Hi Brian, thanks for your help.
I run the tests in a laptop with linux as the main OS, no emulation.
I just spent 5 hours obsesively trying to reproduce it and I know it sounds very strange. The 100% CPU spikes is how I started noticing this, because the laptop fan would start spinning at full speed. Since then, I am using go1.16 from
&& go1.16 download" and I haven't experienced it again.

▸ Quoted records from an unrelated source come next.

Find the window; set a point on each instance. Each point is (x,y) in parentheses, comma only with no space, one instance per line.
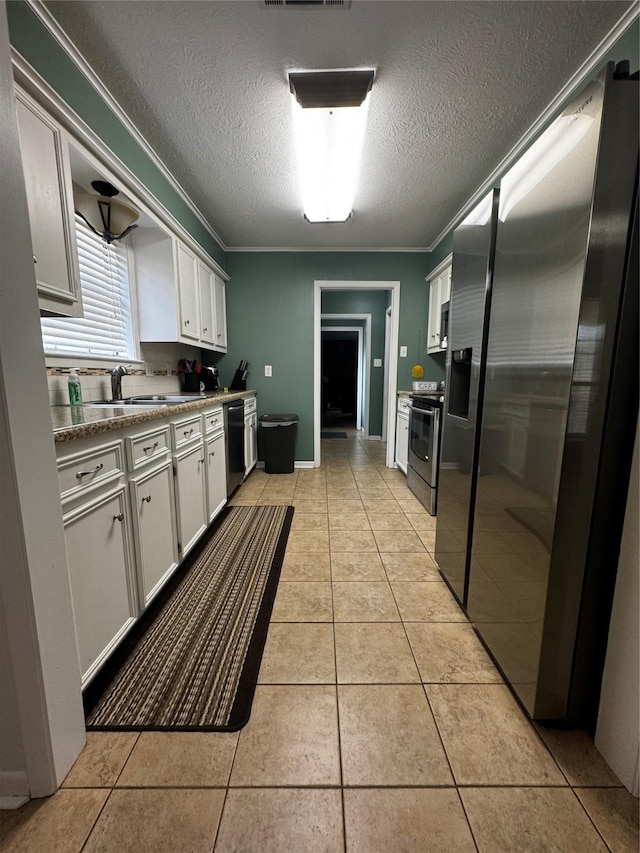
(106,330)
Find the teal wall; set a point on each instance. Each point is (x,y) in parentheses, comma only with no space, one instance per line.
(270,321)
(33,41)
(365,302)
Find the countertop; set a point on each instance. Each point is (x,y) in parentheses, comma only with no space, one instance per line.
(72,422)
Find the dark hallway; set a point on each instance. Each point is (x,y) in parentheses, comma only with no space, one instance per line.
(339,379)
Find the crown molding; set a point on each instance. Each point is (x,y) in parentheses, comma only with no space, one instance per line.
(28,79)
(334,250)
(578,79)
(55,30)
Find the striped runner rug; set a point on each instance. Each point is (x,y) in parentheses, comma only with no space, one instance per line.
(195,665)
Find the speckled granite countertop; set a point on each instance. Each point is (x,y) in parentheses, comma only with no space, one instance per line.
(71,422)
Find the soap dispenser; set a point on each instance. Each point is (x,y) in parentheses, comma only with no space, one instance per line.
(75,388)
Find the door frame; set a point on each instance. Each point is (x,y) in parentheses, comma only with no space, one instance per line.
(387,349)
(364,355)
(391,390)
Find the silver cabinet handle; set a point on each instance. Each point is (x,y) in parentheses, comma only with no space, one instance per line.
(82,474)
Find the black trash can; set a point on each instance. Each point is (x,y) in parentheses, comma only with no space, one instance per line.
(278,439)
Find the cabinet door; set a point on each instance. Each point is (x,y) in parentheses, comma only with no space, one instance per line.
(250,441)
(191,496)
(100,571)
(402,442)
(220,313)
(154,529)
(188,292)
(216,475)
(50,201)
(205,290)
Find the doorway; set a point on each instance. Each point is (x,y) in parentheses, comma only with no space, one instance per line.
(390,385)
(342,377)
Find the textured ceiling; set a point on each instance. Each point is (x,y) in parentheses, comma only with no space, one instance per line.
(457,85)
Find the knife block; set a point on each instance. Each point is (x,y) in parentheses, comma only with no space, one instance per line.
(238,383)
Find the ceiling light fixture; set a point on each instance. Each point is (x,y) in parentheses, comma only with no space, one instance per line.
(108,217)
(330,115)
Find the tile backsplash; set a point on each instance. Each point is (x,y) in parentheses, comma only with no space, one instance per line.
(96,384)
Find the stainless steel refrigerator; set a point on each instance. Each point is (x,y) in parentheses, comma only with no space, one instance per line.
(542,402)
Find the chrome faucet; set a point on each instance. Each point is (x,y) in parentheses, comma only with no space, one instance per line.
(116,381)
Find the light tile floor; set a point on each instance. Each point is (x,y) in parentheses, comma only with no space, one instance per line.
(379,723)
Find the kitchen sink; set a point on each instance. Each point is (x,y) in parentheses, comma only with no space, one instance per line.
(147,400)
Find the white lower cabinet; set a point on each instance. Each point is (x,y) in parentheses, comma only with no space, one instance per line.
(135,502)
(101,574)
(191,496)
(402,441)
(154,528)
(216,475)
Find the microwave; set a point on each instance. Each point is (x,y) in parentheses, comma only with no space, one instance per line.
(444,325)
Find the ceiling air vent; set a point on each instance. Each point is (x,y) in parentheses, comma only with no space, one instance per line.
(306,4)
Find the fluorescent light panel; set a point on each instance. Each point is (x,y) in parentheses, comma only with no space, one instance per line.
(329,141)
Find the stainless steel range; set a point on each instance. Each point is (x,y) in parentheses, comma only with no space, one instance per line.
(425,413)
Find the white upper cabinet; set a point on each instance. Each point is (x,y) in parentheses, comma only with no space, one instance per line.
(178,294)
(439,293)
(47,175)
(220,313)
(187,276)
(206,279)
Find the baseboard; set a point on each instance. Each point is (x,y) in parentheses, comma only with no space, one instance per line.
(14,789)
(295,465)
(12,803)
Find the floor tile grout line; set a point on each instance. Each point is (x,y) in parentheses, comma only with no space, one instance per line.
(591,820)
(335,663)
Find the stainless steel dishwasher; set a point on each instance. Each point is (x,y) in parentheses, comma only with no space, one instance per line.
(234,440)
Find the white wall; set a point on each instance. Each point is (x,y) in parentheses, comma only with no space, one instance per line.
(40,654)
(618,730)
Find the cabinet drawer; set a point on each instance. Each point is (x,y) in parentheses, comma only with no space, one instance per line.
(147,447)
(186,431)
(213,421)
(80,472)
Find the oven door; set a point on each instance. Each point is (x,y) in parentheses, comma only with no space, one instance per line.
(423,443)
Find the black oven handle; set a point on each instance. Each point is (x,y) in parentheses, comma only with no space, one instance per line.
(431,413)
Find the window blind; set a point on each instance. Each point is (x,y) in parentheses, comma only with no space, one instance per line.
(106,328)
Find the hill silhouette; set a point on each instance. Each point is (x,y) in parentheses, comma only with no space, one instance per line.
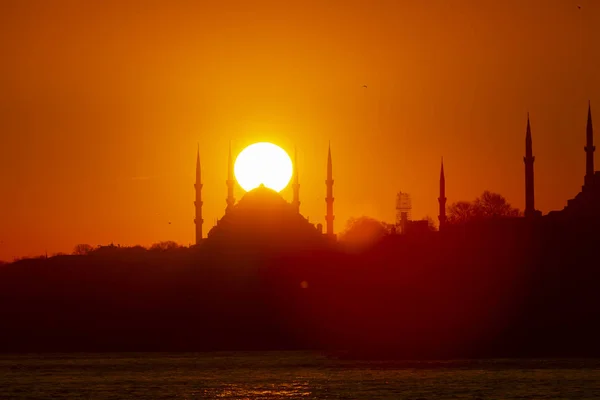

I checked the issue links and it seems similar to what I am seeing, but only from version 1.17 and on. Also they say you can dissable it with GODEBUG=asyncpreemptoff=1 but I see the problem in the build version. Maybe the difference with go run is that it probably adds debug flags? I expected it to just compile the program in a temp location and run it, but this is a consistent difference I just tested:
$ go run test.go
And in another console:
$ ps aux | grep test.go
bill 143464 2.5 0.1 1897584 16480 pts/3 Sl+ 09:54 0:00 go run test.go
bill 143604 0.0 0.0 11568 2764 pts/4 S+ 09:54 0:00 grep --color=auto test.go
$ sudo strace -f -tt -p 143464
strace: Process 143464 attached with 17 threads
[pid 143544] 09:54:42.564230 futex(0xc000224148, FUTEX_WAIT_PRIVATE, 0, NULL <unfinished ...>
[pid 143485] 09:54:42.564321 futex(0xc00056a148, FUTEX_WAIT_PRIVATE, 0, NULL <unfinished ...>
[pid 143478] 09:54:42.564340 epoll_pwait(4, <unfinished ...>
[pid 143477] 09:54:42.564366 futex(0xc000580548, FUTEX_WAIT_PRIVATE, 0, NULL <unfinished ...>
[pid 143476] 09:54:42.564386 futex(0xc000680148, FUTEX_WAIT_PRIVATE, 0, NULL <unfinished ...>
[pid 143475] 09:54:42.564407 futex(0xc000580148, FUTEX_WAIT_PRIVATE, 0, NULL <unfinished ...>
[pid 143474] 09:54:42.564430 futex(0xc000500148, FUTEX_WAIT_PRIVATE, 0, NULL <unfinished ...>
[pid 143473] 09:54:42.564451 futex(0xdf3e80, FUTEX_WAIT_PRIVATE, 0, NULL <unfinished ...>
[pid 143472] 09:54:42.564471 futex(0xc000400148, FUTEX_WAIT_PRIVATE, 0, NULL <unfinished ...>
[pid 143471] 09:54:42.564493 futex(0xc000380148, FUTEX_WAIT_PRIVATE, 0, NULL <unfinished ...>
[pid 143470] 09:54:42.564515 futex(0xc000300148, FUTEX_WAIT_PRIVATE, 0, NULL <unfinished ...>
[pid 143469] 09:54:42.564535 futex(0xdf3d38, FUTEX_WAIT_PRIVATE, 0, NULL <unfinished ...>
[pid 143468] 09:54:42.564556 futex(0xc000090148, FUTEX_WAIT_PRIVATE, 0, NULL <unfinished ...>
[pid 143467] 09:54:42.564576 futex(0xc000023148, FUTEX_WAIT_PRIVATE, 0, NULL <unfinished ...>
[pid 143466] 09:54:42.564596 futex(0xc000022d48, FUTEX_WAIT_PRIVATE, 0, NULL <unfinished ...>
[pid 143465] 09:54:42.564616 restart_syscall(<... resuming interrupted read ...> <unfinished ...>
[pid 143464] 09:54:42.564637 waitid(P_PID, 143586, <unfinished ...>
[pid 143465] 09:55:14.806222 <... restart_syscall resumed>) = -1 ETIMEDOUT (Connection timed out)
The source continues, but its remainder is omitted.